Страница 6 из 43
Жак де Моле с удивлением думал о том, как он смог пережить все это. Несомненно, лишь потому, что истязатели действовали с расчетом и пытки никогда не доходили до того предела, за которым должна была последовать смерть, и еще потому, что организм престарелого рыцаря, закаленного в боях и походах, оказался куда более живучим, чем сам он мог предположить.
Узник упал на колени, обратив взор к бледному лучу, пробивавшемуся сквозь оконце.
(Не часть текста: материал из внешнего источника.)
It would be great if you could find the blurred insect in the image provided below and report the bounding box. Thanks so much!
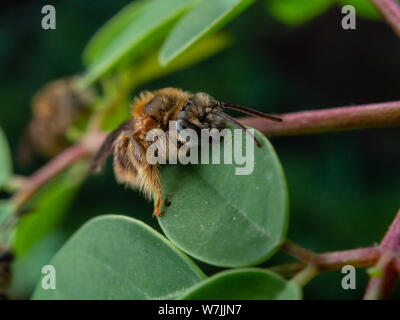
[90,88,282,217]
[18,77,94,164]
[0,244,14,300]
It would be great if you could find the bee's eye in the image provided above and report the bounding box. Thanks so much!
[181,98,193,111]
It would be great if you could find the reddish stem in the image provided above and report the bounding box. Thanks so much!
[282,241,381,271]
[12,144,90,208]
[364,210,400,300]
[239,101,400,136]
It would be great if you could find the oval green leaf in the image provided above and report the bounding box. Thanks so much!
[83,0,197,85]
[179,269,302,300]
[159,0,254,66]
[33,215,205,299]
[0,128,13,189]
[159,127,288,267]
[266,0,335,26]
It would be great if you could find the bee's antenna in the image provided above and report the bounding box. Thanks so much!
[218,101,282,122]
[212,109,261,147]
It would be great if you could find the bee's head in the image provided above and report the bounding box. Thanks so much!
[176,92,282,147]
[176,92,225,132]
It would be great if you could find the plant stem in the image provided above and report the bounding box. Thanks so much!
[312,247,381,271]
[364,210,400,300]
[278,241,381,275]
[11,144,90,209]
[290,263,318,287]
[239,101,400,136]
[371,0,400,37]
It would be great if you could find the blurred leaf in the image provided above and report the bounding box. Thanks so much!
[340,0,382,20]
[0,200,15,231]
[33,215,205,299]
[159,131,288,267]
[14,163,86,256]
[159,0,254,66]
[83,0,197,84]
[10,230,67,299]
[0,128,13,190]
[179,269,302,300]
[266,0,335,26]
[102,33,232,131]
[131,33,232,85]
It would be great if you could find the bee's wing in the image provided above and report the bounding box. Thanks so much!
[89,120,134,172]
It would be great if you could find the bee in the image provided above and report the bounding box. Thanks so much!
[90,88,282,217]
[18,77,94,164]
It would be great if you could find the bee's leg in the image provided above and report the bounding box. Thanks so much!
[114,136,138,188]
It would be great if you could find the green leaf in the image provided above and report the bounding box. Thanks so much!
[83,0,197,84]
[179,269,302,300]
[33,215,205,299]
[102,33,233,131]
[159,0,254,66]
[13,163,86,256]
[0,128,13,190]
[340,0,382,20]
[126,33,233,86]
[265,0,335,26]
[159,127,288,267]
[9,230,67,299]
[0,200,15,233]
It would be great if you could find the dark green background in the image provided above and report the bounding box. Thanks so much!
[0,0,400,299]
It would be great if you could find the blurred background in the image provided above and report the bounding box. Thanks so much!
[0,0,400,299]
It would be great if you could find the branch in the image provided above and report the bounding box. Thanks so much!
[239,101,400,136]
[278,241,381,274]
[290,263,319,287]
[371,0,400,37]
[12,144,89,209]
[364,210,400,300]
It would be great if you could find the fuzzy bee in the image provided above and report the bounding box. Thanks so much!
[18,77,94,165]
[90,88,282,217]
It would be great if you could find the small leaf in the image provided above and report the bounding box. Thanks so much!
[102,33,233,131]
[33,215,205,300]
[13,164,86,256]
[0,128,13,190]
[340,0,382,20]
[179,269,302,300]
[0,200,15,230]
[128,33,232,85]
[159,131,288,267]
[159,0,254,66]
[83,0,197,85]
[265,0,335,26]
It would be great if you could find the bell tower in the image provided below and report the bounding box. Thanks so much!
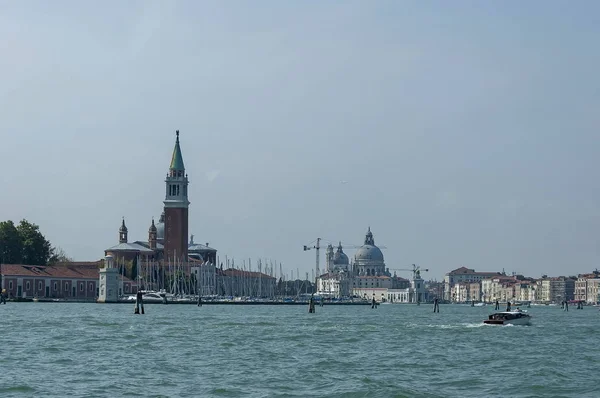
[164,130,190,262]
[119,217,127,243]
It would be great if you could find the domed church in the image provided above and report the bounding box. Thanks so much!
[352,227,392,276]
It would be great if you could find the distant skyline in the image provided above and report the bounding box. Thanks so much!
[0,0,600,280]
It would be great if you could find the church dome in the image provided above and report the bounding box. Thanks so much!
[354,227,383,264]
[333,243,350,265]
[156,211,165,240]
[354,245,383,263]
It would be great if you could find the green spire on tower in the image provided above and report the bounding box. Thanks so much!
[170,130,185,171]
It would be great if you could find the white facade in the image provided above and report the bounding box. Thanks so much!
[190,263,217,296]
[98,255,120,303]
[352,277,429,303]
[317,272,351,298]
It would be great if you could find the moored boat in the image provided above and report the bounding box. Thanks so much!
[483,310,531,325]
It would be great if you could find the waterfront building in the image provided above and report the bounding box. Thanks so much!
[216,268,277,298]
[317,227,429,303]
[574,274,594,301]
[317,242,353,298]
[104,131,217,268]
[550,276,575,303]
[0,262,122,301]
[444,267,502,301]
[352,227,391,276]
[452,282,481,303]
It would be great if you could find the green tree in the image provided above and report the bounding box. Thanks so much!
[0,220,23,264]
[48,247,73,264]
[17,220,54,265]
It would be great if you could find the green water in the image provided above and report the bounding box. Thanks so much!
[0,303,600,397]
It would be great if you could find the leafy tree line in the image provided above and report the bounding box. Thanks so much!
[0,220,72,265]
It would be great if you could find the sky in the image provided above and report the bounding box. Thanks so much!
[0,0,600,280]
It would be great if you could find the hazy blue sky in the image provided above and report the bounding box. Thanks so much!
[0,0,600,279]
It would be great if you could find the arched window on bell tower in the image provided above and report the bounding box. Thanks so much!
[119,217,127,243]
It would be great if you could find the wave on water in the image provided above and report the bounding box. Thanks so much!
[407,322,486,329]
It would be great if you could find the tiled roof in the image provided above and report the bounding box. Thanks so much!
[188,243,217,252]
[2,264,98,279]
[446,267,502,276]
[105,242,154,253]
[0,262,136,281]
[222,268,275,279]
[357,275,392,279]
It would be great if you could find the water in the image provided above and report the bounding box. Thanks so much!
[0,303,600,397]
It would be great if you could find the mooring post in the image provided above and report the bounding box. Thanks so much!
[308,293,315,314]
[133,290,144,314]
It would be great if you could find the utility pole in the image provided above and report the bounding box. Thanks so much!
[304,238,321,286]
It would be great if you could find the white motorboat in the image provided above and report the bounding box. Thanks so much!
[483,310,531,325]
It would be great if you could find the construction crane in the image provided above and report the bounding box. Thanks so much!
[304,238,387,284]
[390,264,429,280]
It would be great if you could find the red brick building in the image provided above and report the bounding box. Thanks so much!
[0,261,137,301]
[104,130,217,264]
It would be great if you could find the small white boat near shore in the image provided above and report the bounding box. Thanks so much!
[483,310,531,325]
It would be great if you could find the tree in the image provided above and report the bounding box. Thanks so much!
[48,247,73,264]
[0,220,23,264]
[17,219,54,265]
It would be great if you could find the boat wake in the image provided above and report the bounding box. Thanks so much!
[408,323,485,329]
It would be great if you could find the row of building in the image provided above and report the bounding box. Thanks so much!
[443,267,600,304]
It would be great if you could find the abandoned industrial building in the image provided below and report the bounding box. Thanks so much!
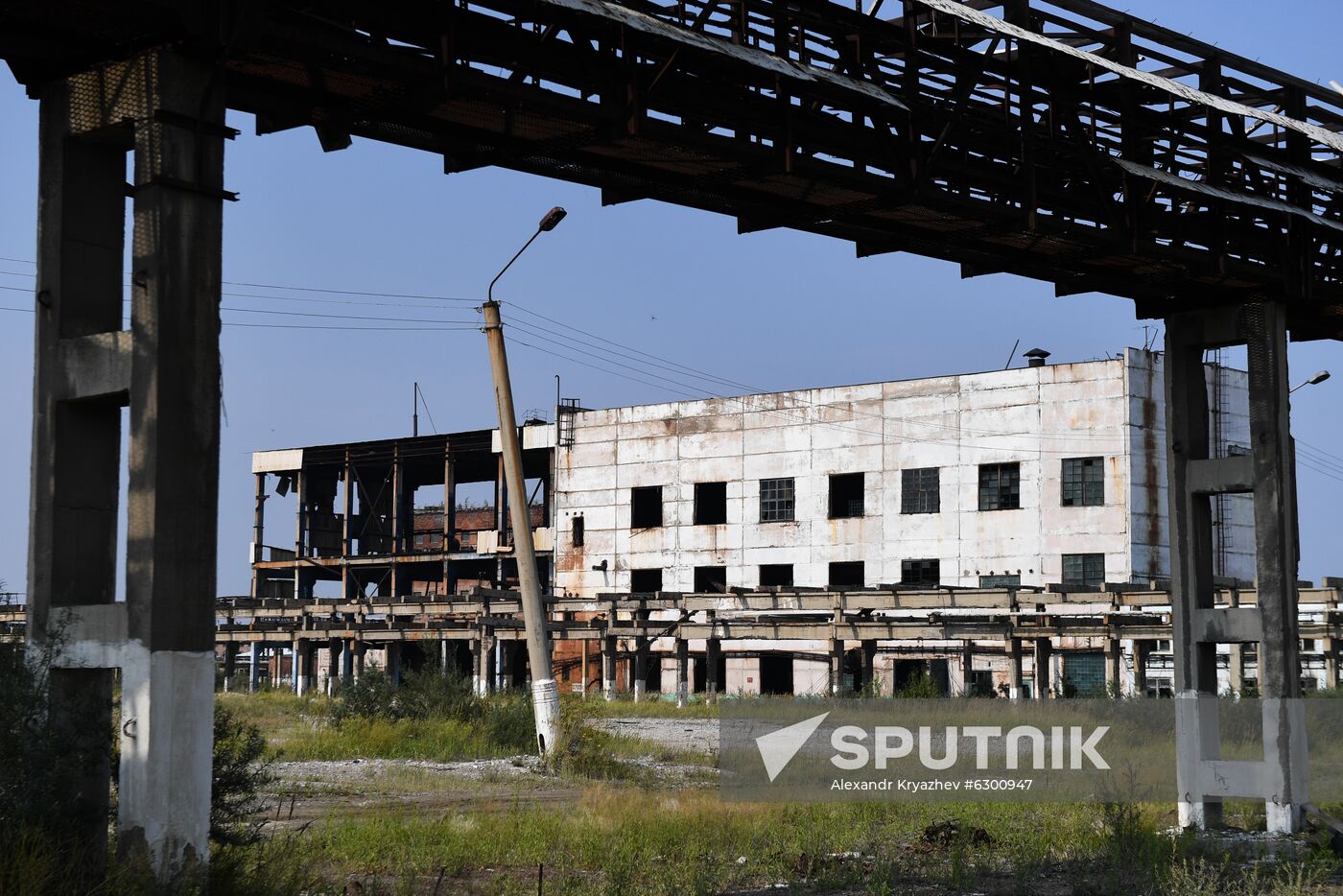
[228,349,1340,697]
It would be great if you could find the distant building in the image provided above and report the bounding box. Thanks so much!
[244,349,1289,692]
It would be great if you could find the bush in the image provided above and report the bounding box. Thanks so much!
[328,669,536,752]
[209,701,274,845]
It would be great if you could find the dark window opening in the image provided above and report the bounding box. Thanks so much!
[760,477,795,523]
[630,570,662,594]
[760,563,792,588]
[830,560,863,591]
[1062,457,1105,507]
[979,463,1021,510]
[630,485,662,530]
[760,653,793,695]
[695,483,728,526]
[830,473,862,520]
[900,466,941,513]
[695,567,728,594]
[900,560,941,584]
[1064,554,1105,586]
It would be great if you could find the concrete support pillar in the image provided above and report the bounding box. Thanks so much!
[1165,303,1307,833]
[1320,638,1339,691]
[111,53,224,877]
[1226,644,1245,696]
[1105,638,1124,697]
[631,635,648,702]
[601,634,615,700]
[289,638,308,697]
[960,641,975,697]
[862,641,877,697]
[224,641,238,694]
[1033,638,1054,700]
[1007,638,1022,700]
[704,638,722,704]
[830,638,845,697]
[1134,641,1152,697]
[675,638,691,707]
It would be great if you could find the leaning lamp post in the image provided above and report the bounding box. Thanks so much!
[481,205,565,756]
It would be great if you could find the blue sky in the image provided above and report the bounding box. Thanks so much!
[0,0,1343,594]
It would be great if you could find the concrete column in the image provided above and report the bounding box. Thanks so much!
[1105,638,1124,697]
[1134,641,1152,697]
[601,634,615,700]
[830,638,843,697]
[960,641,975,697]
[1226,644,1245,696]
[289,638,308,697]
[1163,313,1222,828]
[1320,638,1339,691]
[1239,300,1307,833]
[109,53,224,876]
[340,640,355,685]
[1034,638,1054,700]
[631,635,648,702]
[704,638,722,704]
[1007,638,1022,700]
[224,641,238,694]
[862,641,877,697]
[675,638,691,707]
[26,61,131,875]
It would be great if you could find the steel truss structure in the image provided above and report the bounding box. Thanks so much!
[0,0,1343,877]
[8,0,1343,339]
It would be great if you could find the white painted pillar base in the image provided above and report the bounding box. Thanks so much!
[117,641,215,880]
[531,678,560,758]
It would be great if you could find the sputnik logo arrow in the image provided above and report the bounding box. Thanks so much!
[756,712,830,782]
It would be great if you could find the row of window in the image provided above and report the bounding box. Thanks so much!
[630,554,1105,594]
[630,457,1105,530]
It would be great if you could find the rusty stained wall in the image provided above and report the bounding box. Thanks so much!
[557,352,1182,595]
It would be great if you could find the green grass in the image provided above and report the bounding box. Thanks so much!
[278,719,529,762]
[286,786,1331,895]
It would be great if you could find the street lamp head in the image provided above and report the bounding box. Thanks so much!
[540,205,568,231]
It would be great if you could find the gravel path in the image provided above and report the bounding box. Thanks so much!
[591,719,719,755]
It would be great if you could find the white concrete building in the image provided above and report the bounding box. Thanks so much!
[554,349,1255,599]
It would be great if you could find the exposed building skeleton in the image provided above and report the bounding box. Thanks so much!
[0,0,1343,875]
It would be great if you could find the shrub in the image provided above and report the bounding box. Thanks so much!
[209,701,274,845]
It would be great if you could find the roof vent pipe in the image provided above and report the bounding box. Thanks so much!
[1025,348,1048,366]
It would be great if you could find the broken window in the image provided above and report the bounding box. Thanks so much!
[760,477,795,523]
[630,570,662,594]
[900,466,941,513]
[760,563,792,588]
[1064,554,1105,586]
[630,485,662,530]
[695,567,728,594]
[830,473,862,520]
[900,560,941,584]
[695,483,728,526]
[1062,457,1105,507]
[979,463,1021,510]
[830,560,863,591]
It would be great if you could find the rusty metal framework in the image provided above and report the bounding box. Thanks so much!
[8,0,1343,339]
– Господи, владыко живота моего, – произнес он, – почему Ты наделил большею силой плоть мою, нежели дух мой? Был ли я достоин управлять орденом? Ты допустил меня до малодушества; не дай же мне, Господи, впасть в безумие. Дольше терпеть нет у меня силы.
Целых семь лет сидел он на цепи; только для допросов выводили его из узилища, а сколько натерпелся он от судей и теологов, от их угроз и принуждений. Неудивительно, что он боялся утратить рассудок. Нередко Великий магистр терял счет дням. Желая хоть как-то скрасить свое существование, он пытался приручить двух крыс, являвшихся каждую ночь, чтобы попировать черствой коркой хлеба. От слез он переходил к гневу, от приступов пламенной веры к необузданным богохульствам, от оцепенения к бешенству.
– Пусть они сдохнут… пусть сдохнут… – твердил он.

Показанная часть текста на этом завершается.